A very important question and a significant question for not just women, but men, too. I was really struck by Anne-Marie Slaughter’s article [on the struggle to create a work-life balance published last summer in The Atlantic]. It came out just as I was going through the confirmation process, so the timing was very appropriate. And I think this is something that as a society we need to pay attention to. Family is important. I prioritize it. So I make sure that I go home every night, cook dinner, help with homework, put people to bed, give baths, you know, walk dogs, etc. The way I try to balance it is by going in early, so I am here at 6:20 in the morning. My husband is an important part of the work-life balance.

But it’s also important to try to get in some exercise, too. So it’s not easy. I don’t know anybody who’s really solved this problem. You know, we work at it around the edges. But I refuse to give in. I insist on trying to maintain that, and I try to encourage my staff to take care of themselves. I also believe that if you work really hard, you can probably get four good hours of intense work [done] a day. I think this is a real academic point of view. And the rest of it is answering email, talking on the phone. So you don’t really need to work 12 hours. You really have to be efficient about your working time so you can get the most out of it.

How do you spend your free time?

We love to get out and hike and walk the dog out in the woods. We have a kayak and we have a canoe. Whenever we can get away, we use both. My son is quite a little field scientist. He’s become a real fisherman. My husband and I know nothing about fishing, but he’s just really gotten into it. At first, he said he was going to be a geologist like me, so he’s got quite a rock collection. He’s now diverted and decided to be a marine biologist. Who knows what my daughter’s going to be. She’s just a very energetic and enthusiastic and happy kid.

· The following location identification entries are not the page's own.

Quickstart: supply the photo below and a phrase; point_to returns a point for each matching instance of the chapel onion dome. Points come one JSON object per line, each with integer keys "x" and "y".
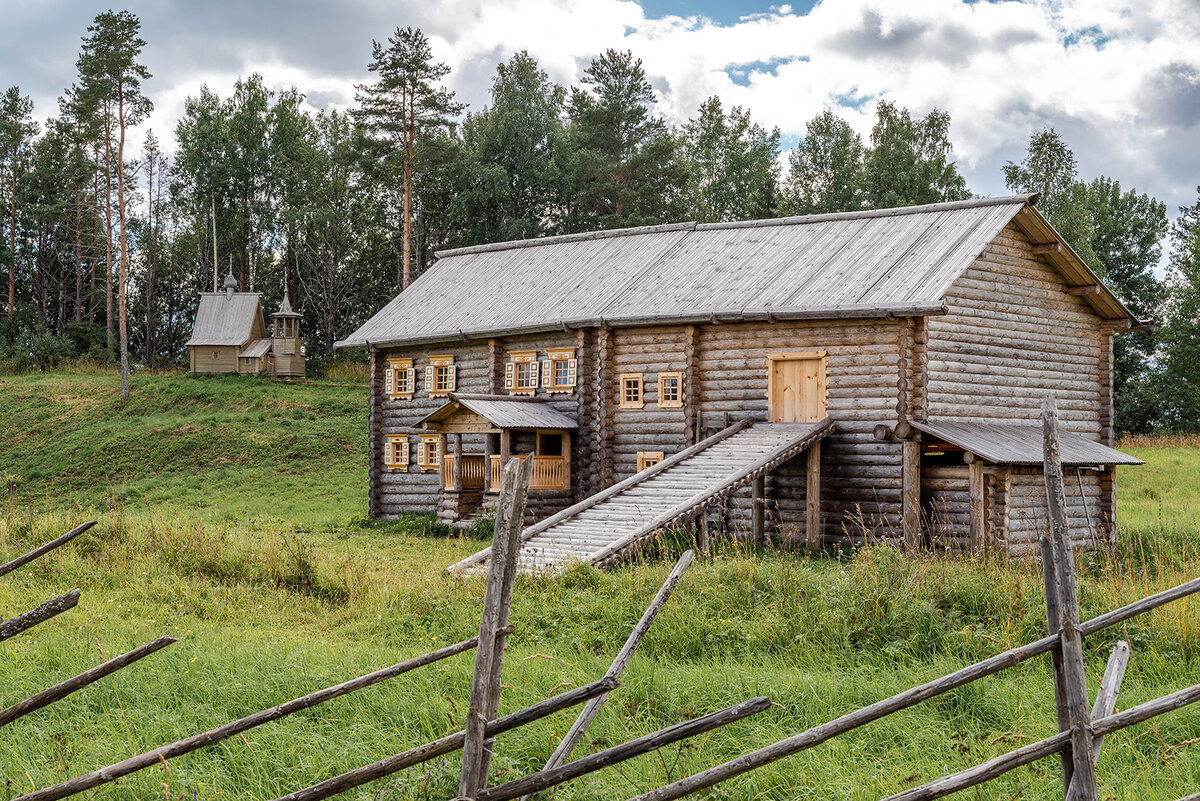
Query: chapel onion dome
{"x": 286, "y": 307}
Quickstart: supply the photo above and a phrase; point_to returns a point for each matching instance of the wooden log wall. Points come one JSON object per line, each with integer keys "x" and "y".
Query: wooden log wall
{"x": 1012, "y": 336}
{"x": 861, "y": 476}
{"x": 479, "y": 369}
{"x": 402, "y": 492}
{"x": 1027, "y": 510}
{"x": 648, "y": 351}
{"x": 375, "y": 437}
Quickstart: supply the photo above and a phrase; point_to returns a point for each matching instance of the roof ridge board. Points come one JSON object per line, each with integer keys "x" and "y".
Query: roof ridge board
{"x": 611, "y": 233}
{"x": 951, "y": 205}
{"x": 1072, "y": 256}
{"x": 952, "y": 248}
{"x": 637, "y": 276}
{"x": 953, "y": 279}
{"x": 507, "y": 398}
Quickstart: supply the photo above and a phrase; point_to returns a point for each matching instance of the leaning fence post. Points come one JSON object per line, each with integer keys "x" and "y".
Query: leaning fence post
{"x": 497, "y": 597}
{"x": 1054, "y": 625}
{"x": 1083, "y": 783}
{"x": 513, "y": 534}
{"x": 589, "y": 711}
{"x": 1110, "y": 685}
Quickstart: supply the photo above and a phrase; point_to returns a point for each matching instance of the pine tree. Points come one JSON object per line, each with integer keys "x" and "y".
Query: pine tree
{"x": 515, "y": 178}
{"x": 17, "y": 127}
{"x": 622, "y": 157}
{"x": 825, "y": 170}
{"x": 112, "y": 77}
{"x": 402, "y": 107}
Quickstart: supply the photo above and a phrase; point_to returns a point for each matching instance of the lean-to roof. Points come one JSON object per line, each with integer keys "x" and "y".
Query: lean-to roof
{"x": 256, "y": 349}
{"x": 891, "y": 262}
{"x": 1015, "y": 444}
{"x": 225, "y": 318}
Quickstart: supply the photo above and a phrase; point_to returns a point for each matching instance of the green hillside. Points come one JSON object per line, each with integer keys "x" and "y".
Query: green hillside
{"x": 231, "y": 517}
{"x": 229, "y": 445}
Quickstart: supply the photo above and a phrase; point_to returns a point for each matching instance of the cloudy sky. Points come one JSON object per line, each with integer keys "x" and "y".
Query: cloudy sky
{"x": 1119, "y": 80}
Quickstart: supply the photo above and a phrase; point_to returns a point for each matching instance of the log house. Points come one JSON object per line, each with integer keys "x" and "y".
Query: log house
{"x": 916, "y": 344}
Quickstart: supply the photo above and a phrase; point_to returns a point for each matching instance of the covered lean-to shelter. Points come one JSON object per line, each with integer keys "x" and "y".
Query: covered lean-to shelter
{"x": 825, "y": 378}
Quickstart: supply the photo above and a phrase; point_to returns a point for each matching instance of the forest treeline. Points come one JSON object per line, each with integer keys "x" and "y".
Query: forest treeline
{"x": 106, "y": 251}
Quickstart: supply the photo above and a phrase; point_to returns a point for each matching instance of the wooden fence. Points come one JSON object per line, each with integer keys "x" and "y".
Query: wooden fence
{"x": 1081, "y": 729}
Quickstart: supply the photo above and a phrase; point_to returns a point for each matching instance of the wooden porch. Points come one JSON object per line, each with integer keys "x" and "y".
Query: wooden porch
{"x": 483, "y": 471}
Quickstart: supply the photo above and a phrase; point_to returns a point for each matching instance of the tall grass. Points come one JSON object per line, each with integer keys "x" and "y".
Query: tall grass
{"x": 267, "y": 613}
{"x": 231, "y": 516}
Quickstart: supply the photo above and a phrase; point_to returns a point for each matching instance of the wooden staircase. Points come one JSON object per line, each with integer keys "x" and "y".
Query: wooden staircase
{"x": 606, "y": 525}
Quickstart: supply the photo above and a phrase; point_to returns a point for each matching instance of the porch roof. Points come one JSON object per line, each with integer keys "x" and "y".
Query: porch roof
{"x": 256, "y": 349}
{"x": 504, "y": 411}
{"x": 1017, "y": 444}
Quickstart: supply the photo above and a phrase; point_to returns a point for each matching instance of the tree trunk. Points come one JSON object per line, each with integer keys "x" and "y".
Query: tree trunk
{"x": 91, "y": 290}
{"x": 108, "y": 236}
{"x": 120, "y": 209}
{"x": 409, "y": 136}
{"x": 150, "y": 265}
{"x": 12, "y": 246}
{"x": 78, "y": 254}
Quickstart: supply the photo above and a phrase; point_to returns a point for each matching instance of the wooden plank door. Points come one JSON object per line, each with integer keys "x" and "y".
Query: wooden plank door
{"x": 796, "y": 387}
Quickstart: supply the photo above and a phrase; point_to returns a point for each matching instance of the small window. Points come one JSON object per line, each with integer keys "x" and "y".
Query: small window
{"x": 631, "y": 391}
{"x": 521, "y": 373}
{"x": 550, "y": 444}
{"x": 439, "y": 379}
{"x": 395, "y": 453}
{"x": 648, "y": 459}
{"x": 429, "y": 453}
{"x": 400, "y": 379}
{"x": 559, "y": 371}
{"x": 670, "y": 390}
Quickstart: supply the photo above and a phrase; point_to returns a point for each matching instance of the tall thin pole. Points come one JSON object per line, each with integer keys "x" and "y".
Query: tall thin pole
{"x": 216, "y": 270}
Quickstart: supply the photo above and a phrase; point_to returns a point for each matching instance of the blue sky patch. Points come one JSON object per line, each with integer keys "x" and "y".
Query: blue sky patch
{"x": 1093, "y": 36}
{"x": 723, "y": 12}
{"x": 739, "y": 73}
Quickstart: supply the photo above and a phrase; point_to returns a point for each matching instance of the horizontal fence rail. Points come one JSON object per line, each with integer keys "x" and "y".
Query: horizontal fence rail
{"x": 187, "y": 745}
{"x": 449, "y": 744}
{"x": 19, "y": 561}
{"x": 60, "y": 691}
{"x": 49, "y": 609}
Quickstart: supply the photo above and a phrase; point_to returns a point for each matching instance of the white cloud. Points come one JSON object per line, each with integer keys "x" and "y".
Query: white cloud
{"x": 1120, "y": 80}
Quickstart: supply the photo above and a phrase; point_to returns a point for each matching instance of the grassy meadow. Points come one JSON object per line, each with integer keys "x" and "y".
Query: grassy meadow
{"x": 232, "y": 516}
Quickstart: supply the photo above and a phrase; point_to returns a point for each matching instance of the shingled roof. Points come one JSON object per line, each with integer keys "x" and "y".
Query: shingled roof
{"x": 892, "y": 262}
{"x": 226, "y": 318}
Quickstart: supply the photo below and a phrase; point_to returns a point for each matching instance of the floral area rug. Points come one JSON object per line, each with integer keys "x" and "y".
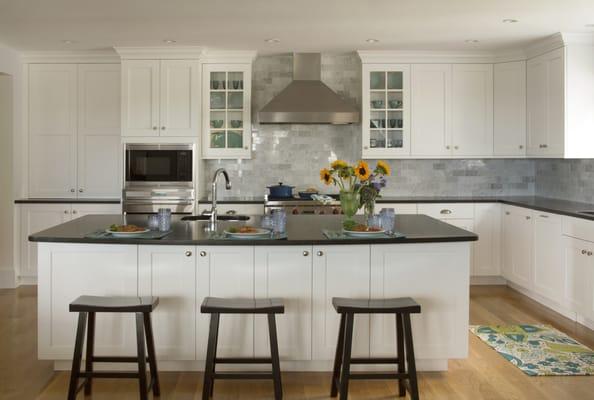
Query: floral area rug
{"x": 538, "y": 349}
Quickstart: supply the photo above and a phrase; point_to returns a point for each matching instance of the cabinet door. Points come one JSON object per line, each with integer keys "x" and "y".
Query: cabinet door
{"x": 472, "y": 109}
{"x": 509, "y": 109}
{"x": 226, "y": 271}
{"x": 548, "y": 273}
{"x": 99, "y": 136}
{"x": 52, "y": 130}
{"x": 579, "y": 276}
{"x": 339, "y": 271}
{"x": 431, "y": 88}
{"x": 36, "y": 218}
{"x": 487, "y": 250}
{"x": 140, "y": 98}
{"x": 285, "y": 272}
{"x": 386, "y": 115}
{"x": 180, "y": 95}
{"x": 63, "y": 278}
{"x": 169, "y": 272}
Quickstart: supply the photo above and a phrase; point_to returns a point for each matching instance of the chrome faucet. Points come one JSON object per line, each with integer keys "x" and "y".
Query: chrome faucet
{"x": 213, "y": 209}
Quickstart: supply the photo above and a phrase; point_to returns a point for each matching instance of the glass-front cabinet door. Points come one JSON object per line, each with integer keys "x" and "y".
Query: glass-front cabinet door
{"x": 386, "y": 115}
{"x": 226, "y": 116}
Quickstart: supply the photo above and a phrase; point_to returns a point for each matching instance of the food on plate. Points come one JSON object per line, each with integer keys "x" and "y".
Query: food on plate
{"x": 126, "y": 228}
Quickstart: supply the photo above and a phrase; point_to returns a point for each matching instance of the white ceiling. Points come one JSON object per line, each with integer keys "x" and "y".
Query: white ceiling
{"x": 301, "y": 25}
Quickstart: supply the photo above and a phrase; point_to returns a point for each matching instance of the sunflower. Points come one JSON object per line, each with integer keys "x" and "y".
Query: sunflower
{"x": 362, "y": 171}
{"x": 383, "y": 168}
{"x": 326, "y": 176}
{"x": 339, "y": 164}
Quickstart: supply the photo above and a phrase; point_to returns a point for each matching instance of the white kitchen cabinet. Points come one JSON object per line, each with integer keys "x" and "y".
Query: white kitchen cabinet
{"x": 546, "y": 104}
{"x": 69, "y": 278}
{"x": 386, "y": 110}
{"x": 160, "y": 97}
{"x": 547, "y": 270}
{"x": 169, "y": 272}
{"x": 518, "y": 233}
{"x": 285, "y": 272}
{"x": 579, "y": 276}
{"x": 431, "y": 89}
{"x": 509, "y": 109}
{"x": 339, "y": 271}
{"x": 472, "y": 110}
{"x": 52, "y": 121}
{"x": 226, "y": 115}
{"x": 226, "y": 271}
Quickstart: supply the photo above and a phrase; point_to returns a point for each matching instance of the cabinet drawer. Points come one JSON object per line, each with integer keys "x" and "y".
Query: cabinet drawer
{"x": 447, "y": 210}
{"x": 578, "y": 228}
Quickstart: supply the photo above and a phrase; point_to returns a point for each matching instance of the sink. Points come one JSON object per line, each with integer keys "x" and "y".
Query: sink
{"x": 219, "y": 218}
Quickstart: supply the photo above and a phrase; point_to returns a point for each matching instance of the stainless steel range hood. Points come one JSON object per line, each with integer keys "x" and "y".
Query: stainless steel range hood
{"x": 307, "y": 100}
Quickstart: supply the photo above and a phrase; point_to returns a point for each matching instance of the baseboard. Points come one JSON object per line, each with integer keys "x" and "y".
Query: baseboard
{"x": 488, "y": 280}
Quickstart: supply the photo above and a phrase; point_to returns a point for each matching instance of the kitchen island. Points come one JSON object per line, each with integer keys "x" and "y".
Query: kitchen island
{"x": 430, "y": 264}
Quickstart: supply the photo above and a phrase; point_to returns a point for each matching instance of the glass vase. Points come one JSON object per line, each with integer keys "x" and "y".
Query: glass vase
{"x": 349, "y": 202}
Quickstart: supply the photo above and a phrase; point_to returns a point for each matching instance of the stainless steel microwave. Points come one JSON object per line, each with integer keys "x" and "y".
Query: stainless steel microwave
{"x": 159, "y": 165}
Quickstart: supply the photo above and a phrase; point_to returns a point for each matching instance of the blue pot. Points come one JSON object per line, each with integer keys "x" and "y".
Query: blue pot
{"x": 281, "y": 190}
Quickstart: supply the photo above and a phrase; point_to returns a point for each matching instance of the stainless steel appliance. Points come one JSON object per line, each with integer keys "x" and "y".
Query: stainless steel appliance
{"x": 302, "y": 206}
{"x": 159, "y": 176}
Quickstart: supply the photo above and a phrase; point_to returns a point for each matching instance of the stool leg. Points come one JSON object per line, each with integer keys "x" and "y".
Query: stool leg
{"x": 410, "y": 358}
{"x": 150, "y": 344}
{"x": 278, "y": 386}
{"x": 346, "y": 357}
{"x": 141, "y": 356}
{"x": 338, "y": 356}
{"x": 74, "y": 373}
{"x": 90, "y": 351}
{"x": 401, "y": 356}
{"x": 213, "y": 332}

Do you have time to watch TV?

When it comes out, we’re devotees of Downton Abbey. But I have to admit, that we are catching up on Breaking Bad. As a chemist, I just love the opening credits when the periodic table comes up.

How do you feel about living in Bethesda?

We’re really close to downtown Bethesda, so we can walk to places, take the Metro. We like that convenience of it, actually. We lived in D.C. for a couple of years. Then we decided to buy a house, and schools were important. And we liked that the citizens of Montgomery County are dedicated to ensuring that the schools are well-funded and serve the students well.

Julie Rasicot is the associate editor for the magazine.